# headphones for gaming and movies



## Uchihamadara (Jan 7, 2016)

hello everyone i want to purchase a headphone under 1 k cannot extend beyond that
which would be used just for gaming and  movies
.i want to buy them asap


----------



## anky (Mar 1, 2016)

Soundpeats Qy7 Mini Lightweight Wireless Sports Headset: Amazon.in: Electronic
hows this one?


----------



## azvnoit (Mar 1, 2016)

There are a bunch of legendary earphones under 1k.

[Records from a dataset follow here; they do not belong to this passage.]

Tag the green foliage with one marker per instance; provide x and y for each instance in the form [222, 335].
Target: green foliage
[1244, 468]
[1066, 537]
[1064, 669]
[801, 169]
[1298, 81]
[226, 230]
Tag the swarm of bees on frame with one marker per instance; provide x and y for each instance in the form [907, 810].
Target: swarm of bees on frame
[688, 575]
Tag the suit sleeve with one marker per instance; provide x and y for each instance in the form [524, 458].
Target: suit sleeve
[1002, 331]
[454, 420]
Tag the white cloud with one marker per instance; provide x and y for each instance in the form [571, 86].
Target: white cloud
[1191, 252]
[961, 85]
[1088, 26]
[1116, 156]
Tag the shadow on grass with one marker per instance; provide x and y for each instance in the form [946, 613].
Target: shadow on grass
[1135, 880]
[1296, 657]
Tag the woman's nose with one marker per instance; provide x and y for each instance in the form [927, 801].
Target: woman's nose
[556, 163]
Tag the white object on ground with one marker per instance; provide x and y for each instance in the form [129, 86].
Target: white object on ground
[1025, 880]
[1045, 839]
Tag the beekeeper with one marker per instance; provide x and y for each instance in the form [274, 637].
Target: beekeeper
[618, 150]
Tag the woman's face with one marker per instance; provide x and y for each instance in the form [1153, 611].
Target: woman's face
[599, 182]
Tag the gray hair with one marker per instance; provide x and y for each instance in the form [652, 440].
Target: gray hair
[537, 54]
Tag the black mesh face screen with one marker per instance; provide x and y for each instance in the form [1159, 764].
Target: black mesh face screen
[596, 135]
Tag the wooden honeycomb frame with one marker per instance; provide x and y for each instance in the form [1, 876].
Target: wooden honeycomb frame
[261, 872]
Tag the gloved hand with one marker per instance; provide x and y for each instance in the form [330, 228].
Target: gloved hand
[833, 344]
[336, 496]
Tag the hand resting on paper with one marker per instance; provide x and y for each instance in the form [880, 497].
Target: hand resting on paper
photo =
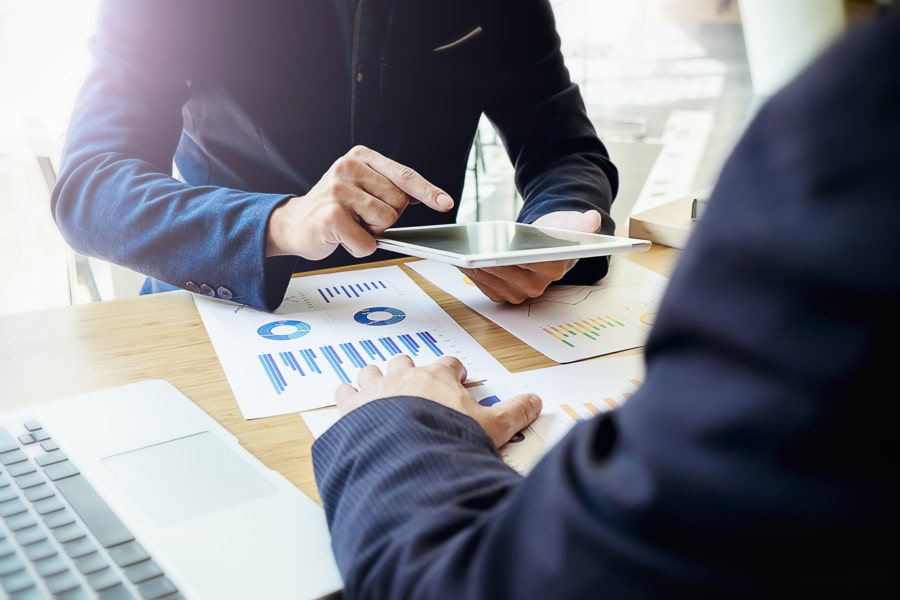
[517, 283]
[441, 382]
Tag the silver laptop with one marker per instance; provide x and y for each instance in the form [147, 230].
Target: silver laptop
[135, 492]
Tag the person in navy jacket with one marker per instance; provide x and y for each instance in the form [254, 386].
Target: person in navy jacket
[300, 129]
[758, 458]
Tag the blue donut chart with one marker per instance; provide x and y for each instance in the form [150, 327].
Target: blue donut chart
[300, 329]
[367, 316]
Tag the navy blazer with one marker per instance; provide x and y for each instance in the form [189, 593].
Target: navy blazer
[253, 101]
[758, 459]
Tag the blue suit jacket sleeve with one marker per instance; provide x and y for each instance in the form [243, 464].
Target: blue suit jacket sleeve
[758, 456]
[116, 197]
[255, 104]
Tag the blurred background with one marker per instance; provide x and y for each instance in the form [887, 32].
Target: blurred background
[669, 85]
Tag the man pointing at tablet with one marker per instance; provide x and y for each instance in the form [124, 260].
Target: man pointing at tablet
[300, 130]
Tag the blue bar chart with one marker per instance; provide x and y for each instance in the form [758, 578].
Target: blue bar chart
[328, 328]
[337, 361]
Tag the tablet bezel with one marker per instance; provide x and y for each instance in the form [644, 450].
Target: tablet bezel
[589, 244]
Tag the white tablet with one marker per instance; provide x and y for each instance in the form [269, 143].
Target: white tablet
[498, 243]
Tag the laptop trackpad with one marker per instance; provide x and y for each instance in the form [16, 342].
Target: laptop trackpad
[187, 477]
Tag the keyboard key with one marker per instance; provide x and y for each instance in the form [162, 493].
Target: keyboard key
[91, 563]
[38, 492]
[157, 589]
[40, 550]
[115, 593]
[48, 505]
[61, 470]
[12, 457]
[30, 535]
[21, 468]
[143, 571]
[9, 565]
[12, 507]
[68, 533]
[7, 442]
[17, 582]
[62, 582]
[8, 493]
[58, 519]
[29, 480]
[93, 510]
[50, 458]
[20, 521]
[128, 554]
[80, 547]
[6, 547]
[51, 565]
[103, 579]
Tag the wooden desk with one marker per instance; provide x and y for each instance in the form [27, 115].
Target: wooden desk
[60, 352]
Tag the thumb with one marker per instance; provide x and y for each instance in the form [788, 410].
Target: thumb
[507, 418]
[588, 221]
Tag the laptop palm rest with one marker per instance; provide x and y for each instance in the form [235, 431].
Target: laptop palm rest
[185, 478]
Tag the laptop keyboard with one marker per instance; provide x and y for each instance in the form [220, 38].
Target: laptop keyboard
[58, 537]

I own Cowon EM1 and Soundmagic ES18. There are others like creative ep 630 or sennheiser cx 180. But each of them have different sound signatures. For example, I find ES18 to have more bass compared to EM1 which is more balanced. Both have good clarity and loudness but ES18 seems to have more bass. Depends on what you like you can go for any of the 4 mentioned.
Also Tekfusion Twinwoofers is for around 1.2k which is also good if you like bass.


----------



## anirbandd (Mar 1, 2016)

*www.amazon.in/Philips-SHL3000-00-O...1456835060&sr=8-4&keywords=philips+headphones

you cant go wrong with philips


----------



## anky (Mar 1, 2016)

decide to go with sounpeats qy7..will tell u guys its performance and other things


----------



## anirbandd (Mar 1, 2016)

anky said:


> decide to go with sounpeats qy7..will tell u guys its performance and other things



thats 1.9k.. 

your budget in OP was 1k..


----------



## anky (Mar 1, 2016)

oops...i posted another post for me..i am not the OP in this post.


----------



## anirbandd (Mar 2, 2016)

ehhh.. sorry..


----------



## azvnoit (Mar 4, 2016)

Sorry, just realized OP was looking for Headphones and not earphones, the price confused me. My suggestions are for earphones under 1k. As for headphones I would look at a higher price range otherwise I would stick to earphones for better quality. 
For gaming, for starters, Steelseries Siberia is a classic choice later upgrade to Kraken. Otherwise for under 1k the one suggested by anirbandd looks good enough.


----------